En 2018, il s’est fait connaître pour avoir été le coordinateur d’un recueil de réflexions théologiques élaboré à l’occasion du cinquième anniversaire du pontificat du pape François (une série de 11 petits volumes sur la théologie du pape François), que Benoît XVI avait refusé de préfacer en raison de la présence d’auteurs qui avaient attaqué son pontificat et celui de Jean Paul II.
"Il est parfois la cible de critiques de médias conservateurs, notamment pour son attitude pastorale envers les personnes homosexuelles"
Le 19 février 2022, il est nommé à la fois archevêque de Turin et évêque de Suse – deux diocèses que le pape a réuni dans le cadre de la refonte des diocèses italiens – et il reçoit l’ordination épiscopale le 7 mai suivant. Il est l’un des rares théologiens élevés par le pape François à l’épiscopat, ce dernier préférant souvent des profils d’hommes de terrain et missionnaires. Sa nomination est accueillie avec une certaine surprise.
Mgr Repole choisit pour devise épiscopale «Le Christ s’est donné lui-même pour moi», tirée de la lettre de Paul aux Galates (Gal 2,20). Quelques mois après, en septembre, il est nommé membre de la Commission pour l’éducation catholique au sein de la Conférence épiscopale italienne; puis en octobre, vice-président de la Conférence épiscopale du Piémont et de Val d’Aoste, qui regroupe les 17 diocèses de cette région du nord de l’Italie.
Pour une Église “humble”
Auteur prolixe, il a publié de nombreux ouvrages, articles, essais, notamment sur le pontificat du pape François. Homme de dialogue, il plaide pour une Église «humble» dans la société. Il est parfois la cible de critiques de médias conservateurs, notamment pour son attitude pastorale envers les personnes homosexuelles. Sa participation à une rencontre du Centre d’étude Ferruccio Castellano sur le thème «Même sexe, même amour, famille différente» a ainsi été remarquée. Dans son diocèse, il prend aussi la défense des droits des travailleurs.
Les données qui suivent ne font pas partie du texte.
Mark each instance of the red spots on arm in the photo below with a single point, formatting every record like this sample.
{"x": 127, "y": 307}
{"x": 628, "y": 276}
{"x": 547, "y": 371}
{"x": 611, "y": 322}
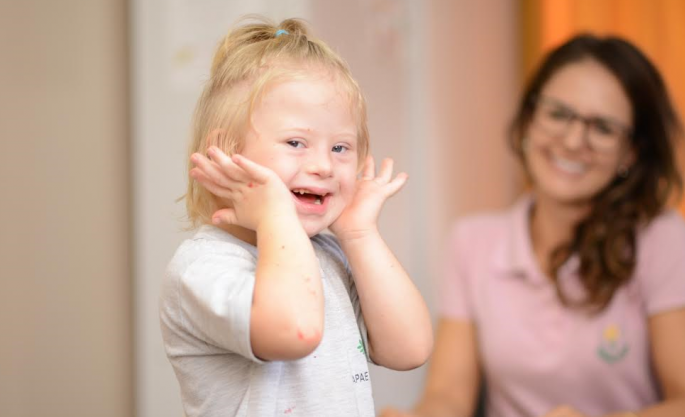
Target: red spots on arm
{"x": 307, "y": 336}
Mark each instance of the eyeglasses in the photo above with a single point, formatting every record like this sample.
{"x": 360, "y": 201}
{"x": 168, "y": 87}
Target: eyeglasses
{"x": 600, "y": 133}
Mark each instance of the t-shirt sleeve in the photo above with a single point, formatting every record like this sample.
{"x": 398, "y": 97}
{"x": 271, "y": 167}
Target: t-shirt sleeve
{"x": 215, "y": 299}
{"x": 661, "y": 263}
{"x": 453, "y": 284}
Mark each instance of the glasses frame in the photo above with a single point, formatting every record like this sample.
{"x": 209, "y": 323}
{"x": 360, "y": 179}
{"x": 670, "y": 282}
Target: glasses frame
{"x": 625, "y": 132}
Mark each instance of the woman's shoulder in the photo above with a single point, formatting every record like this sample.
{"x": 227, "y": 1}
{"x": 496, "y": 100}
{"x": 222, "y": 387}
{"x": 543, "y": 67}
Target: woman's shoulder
{"x": 668, "y": 228}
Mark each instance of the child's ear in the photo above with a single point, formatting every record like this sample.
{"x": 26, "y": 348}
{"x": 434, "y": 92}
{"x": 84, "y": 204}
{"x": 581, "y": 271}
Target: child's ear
{"x": 215, "y": 138}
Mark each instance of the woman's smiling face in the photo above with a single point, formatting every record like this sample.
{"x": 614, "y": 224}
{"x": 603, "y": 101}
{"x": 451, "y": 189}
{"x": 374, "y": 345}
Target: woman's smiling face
{"x": 573, "y": 166}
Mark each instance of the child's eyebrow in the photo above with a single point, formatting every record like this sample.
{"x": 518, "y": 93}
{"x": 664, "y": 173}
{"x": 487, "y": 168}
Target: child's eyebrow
{"x": 348, "y": 134}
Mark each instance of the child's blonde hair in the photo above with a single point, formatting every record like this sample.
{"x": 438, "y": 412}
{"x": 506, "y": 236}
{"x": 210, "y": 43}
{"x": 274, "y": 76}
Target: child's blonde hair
{"x": 246, "y": 62}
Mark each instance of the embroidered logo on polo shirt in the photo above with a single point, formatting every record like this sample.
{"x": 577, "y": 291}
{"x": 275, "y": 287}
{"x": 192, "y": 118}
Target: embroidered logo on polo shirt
{"x": 612, "y": 348}
{"x": 360, "y": 347}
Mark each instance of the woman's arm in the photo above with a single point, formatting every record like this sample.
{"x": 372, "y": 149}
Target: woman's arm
{"x": 667, "y": 337}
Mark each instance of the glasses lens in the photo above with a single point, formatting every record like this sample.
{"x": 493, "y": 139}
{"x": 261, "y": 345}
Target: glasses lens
{"x": 604, "y": 134}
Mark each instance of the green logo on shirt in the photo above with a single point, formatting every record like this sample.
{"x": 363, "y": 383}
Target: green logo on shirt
{"x": 361, "y": 347}
{"x": 612, "y": 348}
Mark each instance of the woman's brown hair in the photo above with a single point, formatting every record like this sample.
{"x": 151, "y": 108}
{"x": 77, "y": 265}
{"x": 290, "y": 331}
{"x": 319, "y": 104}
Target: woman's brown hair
{"x": 606, "y": 240}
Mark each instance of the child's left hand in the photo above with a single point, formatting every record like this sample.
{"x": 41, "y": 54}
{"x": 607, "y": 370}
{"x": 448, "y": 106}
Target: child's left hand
{"x": 361, "y": 215}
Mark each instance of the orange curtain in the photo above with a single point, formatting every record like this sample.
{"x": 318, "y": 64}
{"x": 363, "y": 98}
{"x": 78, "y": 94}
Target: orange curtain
{"x": 655, "y": 26}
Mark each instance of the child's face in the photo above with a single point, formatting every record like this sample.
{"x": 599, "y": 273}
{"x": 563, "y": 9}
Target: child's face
{"x": 305, "y": 132}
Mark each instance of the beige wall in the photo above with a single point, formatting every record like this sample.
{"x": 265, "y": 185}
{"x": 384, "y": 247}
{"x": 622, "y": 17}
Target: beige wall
{"x": 65, "y": 297}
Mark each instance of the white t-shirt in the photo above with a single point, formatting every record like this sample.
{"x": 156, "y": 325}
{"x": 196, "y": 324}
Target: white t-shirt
{"x": 205, "y": 308}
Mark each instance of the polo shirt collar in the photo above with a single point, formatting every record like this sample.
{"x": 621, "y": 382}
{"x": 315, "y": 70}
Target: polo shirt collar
{"x": 514, "y": 253}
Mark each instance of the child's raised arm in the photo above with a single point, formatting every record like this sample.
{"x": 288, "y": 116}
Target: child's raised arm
{"x": 286, "y": 319}
{"x": 397, "y": 319}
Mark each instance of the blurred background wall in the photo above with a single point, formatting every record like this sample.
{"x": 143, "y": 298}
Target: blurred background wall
{"x": 95, "y": 104}
{"x": 66, "y": 310}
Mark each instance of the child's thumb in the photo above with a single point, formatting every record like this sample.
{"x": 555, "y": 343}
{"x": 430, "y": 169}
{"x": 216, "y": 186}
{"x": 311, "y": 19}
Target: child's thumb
{"x": 224, "y": 216}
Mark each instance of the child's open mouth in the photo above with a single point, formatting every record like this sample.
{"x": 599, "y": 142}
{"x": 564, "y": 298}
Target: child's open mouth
{"x": 309, "y": 197}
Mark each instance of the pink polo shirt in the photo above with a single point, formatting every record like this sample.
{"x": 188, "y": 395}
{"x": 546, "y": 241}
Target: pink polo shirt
{"x": 537, "y": 354}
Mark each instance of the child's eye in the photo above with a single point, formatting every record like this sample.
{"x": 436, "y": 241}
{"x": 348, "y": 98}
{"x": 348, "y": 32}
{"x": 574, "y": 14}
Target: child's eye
{"x": 340, "y": 148}
{"x": 295, "y": 143}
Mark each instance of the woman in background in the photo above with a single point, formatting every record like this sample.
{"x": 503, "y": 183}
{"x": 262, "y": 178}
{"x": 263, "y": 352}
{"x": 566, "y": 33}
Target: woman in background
{"x": 572, "y": 302}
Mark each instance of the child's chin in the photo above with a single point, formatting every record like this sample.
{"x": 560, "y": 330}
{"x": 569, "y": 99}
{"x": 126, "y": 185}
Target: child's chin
{"x": 313, "y": 230}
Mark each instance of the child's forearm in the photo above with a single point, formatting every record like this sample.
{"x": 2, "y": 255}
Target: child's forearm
{"x": 287, "y": 306}
{"x": 396, "y": 316}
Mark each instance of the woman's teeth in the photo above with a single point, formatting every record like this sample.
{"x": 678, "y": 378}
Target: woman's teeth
{"x": 571, "y": 167}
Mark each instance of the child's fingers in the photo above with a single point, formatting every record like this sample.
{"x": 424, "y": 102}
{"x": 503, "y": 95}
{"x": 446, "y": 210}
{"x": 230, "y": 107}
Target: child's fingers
{"x": 210, "y": 184}
{"x": 369, "y": 168}
{"x": 253, "y": 169}
{"x": 396, "y": 184}
{"x": 209, "y": 168}
{"x": 385, "y": 173}
{"x": 224, "y": 216}
{"x": 228, "y": 167}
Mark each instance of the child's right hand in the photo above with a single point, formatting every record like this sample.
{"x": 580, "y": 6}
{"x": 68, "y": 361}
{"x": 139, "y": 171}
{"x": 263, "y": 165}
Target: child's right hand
{"x": 251, "y": 193}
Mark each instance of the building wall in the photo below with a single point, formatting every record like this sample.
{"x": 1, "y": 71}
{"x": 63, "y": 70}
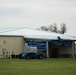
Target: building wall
{"x": 11, "y": 45}
{"x": 62, "y": 50}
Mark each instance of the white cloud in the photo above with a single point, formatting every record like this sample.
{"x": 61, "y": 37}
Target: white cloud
{"x": 34, "y": 13}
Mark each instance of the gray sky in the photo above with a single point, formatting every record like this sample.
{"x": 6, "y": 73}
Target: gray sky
{"x": 36, "y": 13}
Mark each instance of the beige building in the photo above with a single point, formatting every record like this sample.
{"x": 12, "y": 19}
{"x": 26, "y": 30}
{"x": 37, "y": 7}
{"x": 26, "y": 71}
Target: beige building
{"x": 12, "y": 41}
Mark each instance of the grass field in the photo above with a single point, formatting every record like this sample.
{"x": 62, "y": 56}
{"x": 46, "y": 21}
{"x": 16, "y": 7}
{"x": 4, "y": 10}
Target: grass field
{"x": 50, "y": 66}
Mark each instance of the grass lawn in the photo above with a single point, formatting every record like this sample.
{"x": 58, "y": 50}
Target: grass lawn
{"x": 50, "y": 66}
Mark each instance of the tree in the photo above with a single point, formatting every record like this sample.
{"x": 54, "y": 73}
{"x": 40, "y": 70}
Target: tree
{"x": 53, "y": 28}
{"x": 63, "y": 28}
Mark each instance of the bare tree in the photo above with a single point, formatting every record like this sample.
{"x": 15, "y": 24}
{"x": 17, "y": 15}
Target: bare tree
{"x": 43, "y": 28}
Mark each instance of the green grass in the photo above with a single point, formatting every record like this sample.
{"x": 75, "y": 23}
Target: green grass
{"x": 55, "y": 66}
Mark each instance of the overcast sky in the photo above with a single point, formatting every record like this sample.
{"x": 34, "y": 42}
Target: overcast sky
{"x": 36, "y": 13}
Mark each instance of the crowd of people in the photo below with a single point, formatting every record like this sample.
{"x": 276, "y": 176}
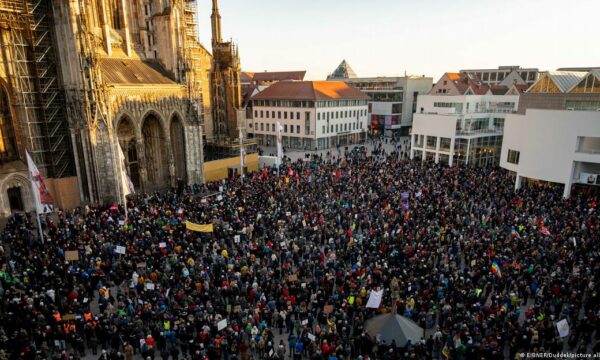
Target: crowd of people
{"x": 292, "y": 258}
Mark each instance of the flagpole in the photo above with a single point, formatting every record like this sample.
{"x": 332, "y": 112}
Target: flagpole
{"x": 37, "y": 213}
{"x": 241, "y": 155}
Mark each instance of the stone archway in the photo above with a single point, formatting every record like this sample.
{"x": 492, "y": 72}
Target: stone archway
{"x": 16, "y": 194}
{"x": 178, "y": 146}
{"x": 128, "y": 142}
{"x": 155, "y": 153}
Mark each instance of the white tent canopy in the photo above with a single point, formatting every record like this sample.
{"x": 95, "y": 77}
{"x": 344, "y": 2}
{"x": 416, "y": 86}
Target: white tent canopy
{"x": 390, "y": 327}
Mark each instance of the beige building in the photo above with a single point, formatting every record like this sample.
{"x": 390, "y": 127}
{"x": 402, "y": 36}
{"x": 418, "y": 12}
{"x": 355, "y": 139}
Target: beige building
{"x": 82, "y": 78}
Acteur du Synode sur la synodalité
Le 6 octobre 2024, alors qu’il participe activement au Synode sur la synodalité convoqué par le pape François à Rome – où il incarne une voix importante –, le nom de l’évêque piémontais est cité dans la liste des 20 nouveaux cardinaux que le pontife a choisis pour le consistoire du 7 décembre. Quatorze ans après son dernier cardinal, Turin retrouve la pourpre cardinalice que n’a jamais eue Mgr Cesare Nosiglia, son prédécesseur. Un choix qui montre aussi que le pape l’apprécie, puisque depuis le début de son pontificat, François ne s’est pas senti tenu de se plier aux traditionnels «sièges cardinalices», dans ses choix de cardinaux italiens.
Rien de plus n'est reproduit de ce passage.